ASX lithium shares have been working for some time on bringing production online. Some companies are now making appealing cash flow which can be used to pay investors equally appealing dividends.
No doubt, there is growing demand for electric vehicles and this is subsequently leading to more demand for the lithium commodity as well as a strong lithium price.
Dividends increased by ASX lithium shares
FY23 saw a few ASX lithium shares start paying (much bigger) dividends.

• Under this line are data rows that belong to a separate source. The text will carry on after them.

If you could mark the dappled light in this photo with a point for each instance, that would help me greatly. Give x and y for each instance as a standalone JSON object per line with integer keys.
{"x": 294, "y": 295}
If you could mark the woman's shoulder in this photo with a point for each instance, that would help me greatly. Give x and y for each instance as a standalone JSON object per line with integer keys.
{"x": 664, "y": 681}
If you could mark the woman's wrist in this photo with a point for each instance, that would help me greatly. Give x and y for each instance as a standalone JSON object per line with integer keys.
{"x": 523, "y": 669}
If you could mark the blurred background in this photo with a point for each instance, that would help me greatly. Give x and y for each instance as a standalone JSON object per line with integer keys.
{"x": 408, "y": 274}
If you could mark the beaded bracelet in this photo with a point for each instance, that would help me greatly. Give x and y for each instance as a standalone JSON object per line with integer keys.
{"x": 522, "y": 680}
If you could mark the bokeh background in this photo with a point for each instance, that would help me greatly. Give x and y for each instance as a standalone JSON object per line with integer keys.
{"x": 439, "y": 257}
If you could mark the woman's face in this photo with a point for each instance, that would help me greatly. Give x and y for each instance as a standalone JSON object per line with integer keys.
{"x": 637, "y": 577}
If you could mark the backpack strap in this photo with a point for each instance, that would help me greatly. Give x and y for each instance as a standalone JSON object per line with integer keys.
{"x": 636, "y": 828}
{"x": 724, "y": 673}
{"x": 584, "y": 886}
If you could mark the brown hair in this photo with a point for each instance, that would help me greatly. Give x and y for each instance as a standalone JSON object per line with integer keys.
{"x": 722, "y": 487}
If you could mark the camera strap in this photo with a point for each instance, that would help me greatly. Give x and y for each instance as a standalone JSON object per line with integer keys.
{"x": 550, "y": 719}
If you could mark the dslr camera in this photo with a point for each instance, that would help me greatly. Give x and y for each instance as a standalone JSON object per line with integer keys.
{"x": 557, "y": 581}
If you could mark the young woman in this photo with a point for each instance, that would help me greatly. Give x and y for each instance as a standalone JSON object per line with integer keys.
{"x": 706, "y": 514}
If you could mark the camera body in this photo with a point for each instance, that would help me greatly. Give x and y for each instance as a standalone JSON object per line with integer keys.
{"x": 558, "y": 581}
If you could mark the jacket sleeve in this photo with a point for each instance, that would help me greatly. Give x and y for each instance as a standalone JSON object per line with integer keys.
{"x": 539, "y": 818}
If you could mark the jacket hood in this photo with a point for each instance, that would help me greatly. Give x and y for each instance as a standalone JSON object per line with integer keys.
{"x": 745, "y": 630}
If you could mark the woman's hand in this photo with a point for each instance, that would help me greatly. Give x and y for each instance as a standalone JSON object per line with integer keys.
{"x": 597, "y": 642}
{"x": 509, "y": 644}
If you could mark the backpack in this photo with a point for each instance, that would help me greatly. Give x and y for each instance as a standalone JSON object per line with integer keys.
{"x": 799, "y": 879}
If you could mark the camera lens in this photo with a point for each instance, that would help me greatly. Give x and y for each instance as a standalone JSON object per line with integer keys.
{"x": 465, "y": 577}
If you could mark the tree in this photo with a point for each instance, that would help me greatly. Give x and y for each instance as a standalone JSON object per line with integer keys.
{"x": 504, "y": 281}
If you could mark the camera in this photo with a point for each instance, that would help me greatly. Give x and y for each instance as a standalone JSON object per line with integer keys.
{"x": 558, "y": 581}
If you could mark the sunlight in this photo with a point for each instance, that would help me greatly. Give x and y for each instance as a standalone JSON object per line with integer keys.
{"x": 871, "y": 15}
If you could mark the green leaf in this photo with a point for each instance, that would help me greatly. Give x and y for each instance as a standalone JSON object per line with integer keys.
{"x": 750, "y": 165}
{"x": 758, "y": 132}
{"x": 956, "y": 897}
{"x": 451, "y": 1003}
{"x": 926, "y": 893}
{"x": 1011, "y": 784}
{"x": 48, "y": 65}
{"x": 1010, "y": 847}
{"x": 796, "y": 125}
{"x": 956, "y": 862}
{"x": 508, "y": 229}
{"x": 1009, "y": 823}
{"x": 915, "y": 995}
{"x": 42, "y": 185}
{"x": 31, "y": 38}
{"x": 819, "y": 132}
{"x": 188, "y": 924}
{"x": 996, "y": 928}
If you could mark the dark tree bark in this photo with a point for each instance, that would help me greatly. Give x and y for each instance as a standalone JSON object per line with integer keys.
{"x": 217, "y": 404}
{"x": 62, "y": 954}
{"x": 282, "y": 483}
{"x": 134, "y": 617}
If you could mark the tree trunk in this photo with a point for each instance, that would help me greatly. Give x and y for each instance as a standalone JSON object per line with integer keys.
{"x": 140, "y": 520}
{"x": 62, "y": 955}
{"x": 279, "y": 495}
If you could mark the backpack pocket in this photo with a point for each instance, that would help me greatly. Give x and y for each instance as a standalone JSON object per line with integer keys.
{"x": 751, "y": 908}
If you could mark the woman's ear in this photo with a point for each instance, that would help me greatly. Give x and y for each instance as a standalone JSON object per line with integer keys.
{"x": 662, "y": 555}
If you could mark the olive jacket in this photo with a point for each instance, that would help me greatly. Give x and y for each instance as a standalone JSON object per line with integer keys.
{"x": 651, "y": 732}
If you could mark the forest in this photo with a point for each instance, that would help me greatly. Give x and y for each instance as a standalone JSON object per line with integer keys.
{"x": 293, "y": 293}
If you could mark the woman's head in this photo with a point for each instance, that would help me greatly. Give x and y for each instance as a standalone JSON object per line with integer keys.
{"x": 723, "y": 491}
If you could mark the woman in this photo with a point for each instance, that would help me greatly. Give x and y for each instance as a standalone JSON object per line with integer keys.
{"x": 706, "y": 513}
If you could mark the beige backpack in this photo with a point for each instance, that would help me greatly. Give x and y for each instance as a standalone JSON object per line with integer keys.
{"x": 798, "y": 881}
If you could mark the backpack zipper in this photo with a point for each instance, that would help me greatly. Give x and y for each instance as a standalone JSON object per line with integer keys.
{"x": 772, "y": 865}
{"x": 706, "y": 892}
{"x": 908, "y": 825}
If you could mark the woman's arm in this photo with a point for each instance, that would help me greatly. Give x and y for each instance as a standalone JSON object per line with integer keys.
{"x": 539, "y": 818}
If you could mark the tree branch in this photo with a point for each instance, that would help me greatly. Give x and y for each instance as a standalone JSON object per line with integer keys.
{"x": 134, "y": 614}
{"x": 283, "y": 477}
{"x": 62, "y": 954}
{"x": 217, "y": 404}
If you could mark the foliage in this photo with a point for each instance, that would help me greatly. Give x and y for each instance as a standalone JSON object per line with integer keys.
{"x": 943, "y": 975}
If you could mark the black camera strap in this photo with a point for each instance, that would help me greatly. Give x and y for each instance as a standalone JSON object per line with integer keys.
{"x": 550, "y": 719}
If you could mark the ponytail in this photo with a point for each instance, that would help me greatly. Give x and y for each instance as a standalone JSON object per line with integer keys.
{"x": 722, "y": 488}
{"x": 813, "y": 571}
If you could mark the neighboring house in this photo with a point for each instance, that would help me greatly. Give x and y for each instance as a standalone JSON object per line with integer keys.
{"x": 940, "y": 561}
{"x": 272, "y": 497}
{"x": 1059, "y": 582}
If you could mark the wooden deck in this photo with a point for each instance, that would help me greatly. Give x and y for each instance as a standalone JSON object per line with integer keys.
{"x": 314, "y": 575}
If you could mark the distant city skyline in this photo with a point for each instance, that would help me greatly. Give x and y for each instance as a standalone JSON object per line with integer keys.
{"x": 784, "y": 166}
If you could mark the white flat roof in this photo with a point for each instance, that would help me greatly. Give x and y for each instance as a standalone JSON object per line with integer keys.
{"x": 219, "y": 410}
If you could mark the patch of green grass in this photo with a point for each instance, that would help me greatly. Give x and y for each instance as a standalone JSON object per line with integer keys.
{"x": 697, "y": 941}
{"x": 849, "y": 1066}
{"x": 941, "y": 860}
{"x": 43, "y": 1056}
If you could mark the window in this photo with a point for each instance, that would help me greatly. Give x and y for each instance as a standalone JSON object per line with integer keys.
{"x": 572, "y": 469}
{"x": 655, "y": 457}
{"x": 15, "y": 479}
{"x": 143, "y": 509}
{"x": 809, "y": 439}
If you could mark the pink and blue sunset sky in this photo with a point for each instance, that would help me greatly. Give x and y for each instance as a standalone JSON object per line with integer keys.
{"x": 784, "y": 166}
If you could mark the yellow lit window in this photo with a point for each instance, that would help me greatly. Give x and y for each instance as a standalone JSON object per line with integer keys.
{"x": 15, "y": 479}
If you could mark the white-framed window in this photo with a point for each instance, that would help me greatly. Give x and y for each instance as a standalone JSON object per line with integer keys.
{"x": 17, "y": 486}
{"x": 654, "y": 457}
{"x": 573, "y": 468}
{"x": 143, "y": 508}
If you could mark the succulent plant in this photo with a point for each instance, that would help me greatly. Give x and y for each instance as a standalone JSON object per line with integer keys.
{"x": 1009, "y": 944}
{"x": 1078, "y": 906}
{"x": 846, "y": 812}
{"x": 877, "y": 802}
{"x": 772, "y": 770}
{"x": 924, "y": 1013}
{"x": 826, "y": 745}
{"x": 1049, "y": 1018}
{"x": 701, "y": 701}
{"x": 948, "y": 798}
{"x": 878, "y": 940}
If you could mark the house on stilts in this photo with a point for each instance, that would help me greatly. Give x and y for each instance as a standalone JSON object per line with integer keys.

Pilbara Minerals Ltd (ASX: PLS) didn't pay any dividends in FY22 and decided to pay an annual dividend per share of 25 cents in FY23 following a 326% increase in statutory net profit after tax (NPAT) to $2.39 billion. The board of Pilbara Minerals has decided to target a dividend payout ratio of between 20% to 30% of free cash flow.
ASX mining share IGO Ltd (ASX: IGO), which has a large exposure to lithium, saw its net profit jump 66% year over year to $549 million. The company's recently updated shareholder returns policy is to target returns between 20% to 40% of underlying free cash flow when liquidity is below A$1 billion. When liquidity is above $1 billion, the board can consider a dividend payout beyond the 40% threshold.
In the FY23 result, the IGO board decided on a total dividend per share of 74 cents per share (up 640%).
At the current Pilbara Minerals share price, its FY23 payout represents a grossed-up dividend yield of 7.6%. The FY23 payout from IGO shares also represents a grossed-up dividend yield of 7.6%.
How does this compare to other miners?
If we look at how large the dividend yield from some ASX iron ore shares could be in FY24, I'd say the IGO and Pilbara Minerals FY23 payouts look quite compelling.
According to Commsec, the Fortescue Metals Group Ltd (ASX: FMG) grossed-up dividend yield could be 7.8%, with profit expected to decline after a fall in the iron ore price.
BHP Group Ltd (ASX: BHP) shares could deliver a grossed-up dividend yield of 6.8% in FY24.
However, the problem for owners of Pilbara Minerals and IGO shares is that the lithium price has also declined, which means the companies' profits may not be as good in FY24 as they were in FY23. This could mean their dividend payouts may fall as well.
The Commsec estimates imply the Pilbara Minerals FY24 grossed-up dividend yield could be 4.25% and the IGO FY24 grossed-up dividend yield could be 4.3%. Perhaps unsurprisingly, the two ASX lithium shares are expected to see a similar decline from their FY23 payouts.
Foolish takeaway
While the next 12 months may not be as rewarding as FY23, shareholders of these two ASX lithium shares can seemingly look forward to an ongoing flow of cash in the form of dividends.
While the yields may not be quite as good as the iron ore payouts, the lithium market certainly seems to have a promising long-term growth outlook.